納克蘇薩斯坐在窗檯邊,看了一眼床上被過度蹂躪的蘿妮爾,岔開了話題回道:“難道你沒有享受嗎?”
“你已經可以離開了。”
溫和的話語帶著不容拒絕的命令語氣。
“是的,我從一開始就不應該讓蘿妮爾進入這個永恆夢境,這是我的過錯。”烏恩諾將視線從蘿妮爾移至納克蘇薩斯的面上,不過說出的話也並沒有在回應他,“你總有一天會認知到你並不能左右蘿妮爾的想法。”

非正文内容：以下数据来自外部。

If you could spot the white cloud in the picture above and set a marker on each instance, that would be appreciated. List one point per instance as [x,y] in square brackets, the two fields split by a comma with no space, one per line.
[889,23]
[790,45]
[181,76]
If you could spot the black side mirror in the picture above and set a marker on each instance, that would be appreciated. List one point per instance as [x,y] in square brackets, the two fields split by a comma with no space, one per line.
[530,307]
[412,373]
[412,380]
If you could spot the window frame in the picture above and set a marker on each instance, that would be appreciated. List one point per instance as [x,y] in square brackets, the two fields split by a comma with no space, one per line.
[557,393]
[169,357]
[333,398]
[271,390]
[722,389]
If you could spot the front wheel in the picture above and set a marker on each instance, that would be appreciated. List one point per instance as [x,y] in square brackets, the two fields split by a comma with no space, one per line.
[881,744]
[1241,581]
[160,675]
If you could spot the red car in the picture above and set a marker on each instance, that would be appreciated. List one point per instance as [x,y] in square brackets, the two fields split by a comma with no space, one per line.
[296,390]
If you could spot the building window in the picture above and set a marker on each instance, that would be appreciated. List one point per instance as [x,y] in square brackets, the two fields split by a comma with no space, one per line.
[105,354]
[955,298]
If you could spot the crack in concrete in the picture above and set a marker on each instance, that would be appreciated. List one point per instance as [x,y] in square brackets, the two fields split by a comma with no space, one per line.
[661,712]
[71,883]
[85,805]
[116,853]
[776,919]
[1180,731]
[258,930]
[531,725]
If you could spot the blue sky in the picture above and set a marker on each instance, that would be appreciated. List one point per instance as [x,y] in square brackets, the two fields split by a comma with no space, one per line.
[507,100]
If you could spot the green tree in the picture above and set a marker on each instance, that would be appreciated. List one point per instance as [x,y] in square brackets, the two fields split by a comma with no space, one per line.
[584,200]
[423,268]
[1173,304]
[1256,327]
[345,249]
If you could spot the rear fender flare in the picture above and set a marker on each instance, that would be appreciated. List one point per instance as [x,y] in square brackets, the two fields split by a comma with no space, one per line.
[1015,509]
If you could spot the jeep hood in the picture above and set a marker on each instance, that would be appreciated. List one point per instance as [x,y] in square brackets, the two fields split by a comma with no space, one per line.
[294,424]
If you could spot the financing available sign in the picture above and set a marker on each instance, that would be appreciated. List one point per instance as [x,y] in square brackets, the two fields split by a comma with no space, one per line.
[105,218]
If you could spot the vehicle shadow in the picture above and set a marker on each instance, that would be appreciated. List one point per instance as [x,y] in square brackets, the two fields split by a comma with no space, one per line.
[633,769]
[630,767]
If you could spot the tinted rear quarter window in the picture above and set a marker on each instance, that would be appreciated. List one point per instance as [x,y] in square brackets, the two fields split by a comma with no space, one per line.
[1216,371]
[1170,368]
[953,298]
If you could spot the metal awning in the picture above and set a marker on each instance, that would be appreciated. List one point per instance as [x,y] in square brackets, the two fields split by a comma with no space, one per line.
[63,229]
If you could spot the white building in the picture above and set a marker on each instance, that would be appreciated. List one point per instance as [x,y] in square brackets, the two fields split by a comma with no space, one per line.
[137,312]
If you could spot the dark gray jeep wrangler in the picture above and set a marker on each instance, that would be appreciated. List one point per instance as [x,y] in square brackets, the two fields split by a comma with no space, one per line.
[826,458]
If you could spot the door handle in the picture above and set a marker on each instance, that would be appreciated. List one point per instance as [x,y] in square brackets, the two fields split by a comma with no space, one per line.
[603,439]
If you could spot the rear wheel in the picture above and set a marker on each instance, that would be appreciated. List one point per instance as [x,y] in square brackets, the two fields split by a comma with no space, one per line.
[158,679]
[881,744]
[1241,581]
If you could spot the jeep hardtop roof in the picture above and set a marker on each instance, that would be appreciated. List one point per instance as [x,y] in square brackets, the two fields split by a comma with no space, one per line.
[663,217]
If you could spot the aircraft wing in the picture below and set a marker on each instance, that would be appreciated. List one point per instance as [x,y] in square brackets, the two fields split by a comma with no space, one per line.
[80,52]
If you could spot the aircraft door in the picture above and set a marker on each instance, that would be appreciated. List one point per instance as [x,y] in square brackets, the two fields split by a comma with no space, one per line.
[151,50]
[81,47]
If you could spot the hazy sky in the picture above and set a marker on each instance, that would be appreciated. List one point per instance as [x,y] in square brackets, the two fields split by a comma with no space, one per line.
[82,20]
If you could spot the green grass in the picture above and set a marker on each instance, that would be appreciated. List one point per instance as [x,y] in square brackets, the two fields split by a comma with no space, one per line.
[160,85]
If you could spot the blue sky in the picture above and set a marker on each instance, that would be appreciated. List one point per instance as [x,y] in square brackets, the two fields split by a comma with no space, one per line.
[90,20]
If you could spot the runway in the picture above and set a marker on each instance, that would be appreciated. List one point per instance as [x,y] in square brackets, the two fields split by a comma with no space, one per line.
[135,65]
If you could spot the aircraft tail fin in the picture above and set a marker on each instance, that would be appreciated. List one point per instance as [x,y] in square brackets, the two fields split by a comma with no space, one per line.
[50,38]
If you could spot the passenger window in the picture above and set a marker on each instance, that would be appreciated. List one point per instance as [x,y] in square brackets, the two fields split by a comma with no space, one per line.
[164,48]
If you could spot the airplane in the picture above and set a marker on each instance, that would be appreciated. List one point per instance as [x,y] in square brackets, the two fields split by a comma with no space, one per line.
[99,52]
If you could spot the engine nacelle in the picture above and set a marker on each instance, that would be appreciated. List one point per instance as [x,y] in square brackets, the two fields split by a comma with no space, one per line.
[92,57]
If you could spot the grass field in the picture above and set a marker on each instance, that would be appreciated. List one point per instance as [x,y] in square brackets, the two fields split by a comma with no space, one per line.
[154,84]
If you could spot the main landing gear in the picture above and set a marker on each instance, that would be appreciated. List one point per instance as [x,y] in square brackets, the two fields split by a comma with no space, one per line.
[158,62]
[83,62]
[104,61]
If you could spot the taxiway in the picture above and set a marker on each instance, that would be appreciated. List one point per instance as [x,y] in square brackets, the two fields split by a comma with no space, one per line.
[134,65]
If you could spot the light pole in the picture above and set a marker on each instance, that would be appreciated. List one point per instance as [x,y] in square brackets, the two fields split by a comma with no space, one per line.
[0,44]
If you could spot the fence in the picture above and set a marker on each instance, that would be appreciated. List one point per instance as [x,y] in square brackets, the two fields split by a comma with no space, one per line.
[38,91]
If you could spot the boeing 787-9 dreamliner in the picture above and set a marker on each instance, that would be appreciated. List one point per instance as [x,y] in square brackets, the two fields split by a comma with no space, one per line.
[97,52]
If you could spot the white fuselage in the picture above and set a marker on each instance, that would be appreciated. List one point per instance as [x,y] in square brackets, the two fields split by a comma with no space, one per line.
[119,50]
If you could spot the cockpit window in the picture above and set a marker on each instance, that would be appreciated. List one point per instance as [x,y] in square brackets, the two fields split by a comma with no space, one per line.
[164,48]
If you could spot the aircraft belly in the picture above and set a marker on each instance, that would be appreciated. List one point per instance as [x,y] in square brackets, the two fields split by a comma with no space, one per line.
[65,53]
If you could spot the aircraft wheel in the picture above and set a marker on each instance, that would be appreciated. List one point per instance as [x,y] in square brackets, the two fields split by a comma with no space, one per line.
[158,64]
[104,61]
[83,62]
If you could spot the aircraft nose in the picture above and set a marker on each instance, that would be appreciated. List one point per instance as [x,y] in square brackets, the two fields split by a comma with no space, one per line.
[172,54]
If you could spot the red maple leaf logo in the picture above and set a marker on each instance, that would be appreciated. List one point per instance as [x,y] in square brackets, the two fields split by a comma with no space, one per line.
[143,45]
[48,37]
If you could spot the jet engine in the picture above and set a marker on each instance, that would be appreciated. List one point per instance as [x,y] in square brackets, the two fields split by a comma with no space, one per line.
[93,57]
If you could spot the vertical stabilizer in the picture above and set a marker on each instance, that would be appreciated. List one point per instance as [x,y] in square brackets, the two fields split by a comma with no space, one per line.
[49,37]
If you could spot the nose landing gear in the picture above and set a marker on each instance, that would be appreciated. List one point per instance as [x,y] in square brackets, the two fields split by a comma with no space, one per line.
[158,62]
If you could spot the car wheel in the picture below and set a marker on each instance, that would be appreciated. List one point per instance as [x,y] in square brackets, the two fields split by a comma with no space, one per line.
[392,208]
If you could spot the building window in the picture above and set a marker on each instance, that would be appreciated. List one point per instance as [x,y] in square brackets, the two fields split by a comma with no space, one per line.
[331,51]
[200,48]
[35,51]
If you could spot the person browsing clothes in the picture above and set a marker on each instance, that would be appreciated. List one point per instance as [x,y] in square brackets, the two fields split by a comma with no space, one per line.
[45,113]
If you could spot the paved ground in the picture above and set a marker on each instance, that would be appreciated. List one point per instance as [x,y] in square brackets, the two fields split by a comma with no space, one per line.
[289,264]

“這種事情並不需要預言,就算你是神,你也需要為你的傲慢付出代價。”
“或者,是蘿妮爾本身,她會讓你明白失去最重要的東西到底是什麼感覺。”
不知道是烏恩諾的哪句話踩到了納克蘇薩斯真正介懷的地方,他的表情變得冷峻起來:“你可以滾了。”
“我的確該走了,這一趟浪費了不少魔力,我現在也確實沒有能與你抗衡的實力。”
烏恩諾的身體開始變得漸漸透明起來,他似乎已經窺透了納克蘇薩斯對於蘿妮爾的所有想法:“看來愚蠢的埃奧隆做過的最正確的一件事情就是創造了蘿妮爾……”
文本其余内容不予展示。